Climate research is interdisciplinary and seeks to understand the causes and impacts of climate variability and change at global and regional scales. It also considers how climate influences organisms, ecosystems and human societies.
A key societal challenge is to reduce greenhouse gas emissions and to adapt to existing and projected changes. Scientists work to improve our understanding of the climate system and how it responds to external influences, such as changing solar radiation or shifting atmospheric conditions. This requires sophisticated mathematical models of the atmosphere, ocean and the ice sheets, built upon established laws of physics and the latest knowledge of physical, chemical and biological processes, and run on powerful computers.
One of the most important tasks for scientists is to estimate how much human influence on the climate system we can expect based on the strength of various feedbacks. Climate models help us do this by comparing the fingerprint of observed climate changes (e.g. temperature changes across Earth, vertically in the atmosphere) to that predicted by a long-term increase in CO2 and other greenhouse gases.

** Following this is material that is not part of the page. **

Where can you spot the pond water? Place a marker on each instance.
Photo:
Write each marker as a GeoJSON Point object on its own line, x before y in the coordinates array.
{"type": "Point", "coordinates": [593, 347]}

Because climate change impacts every country, but disproportionally affects poorer nations, it is essential to engage scientists from all countries in climate research. But it can be challenging to do so, because data are gappy in space and time, the scientific process is iterative and subject to a number of limitations and scientists must compete with many other academic and policy-related activities for limited funding. In addition, research collaborations are influenced by the nature of funding and other factors, such as geographic location, level of economic development and political climate.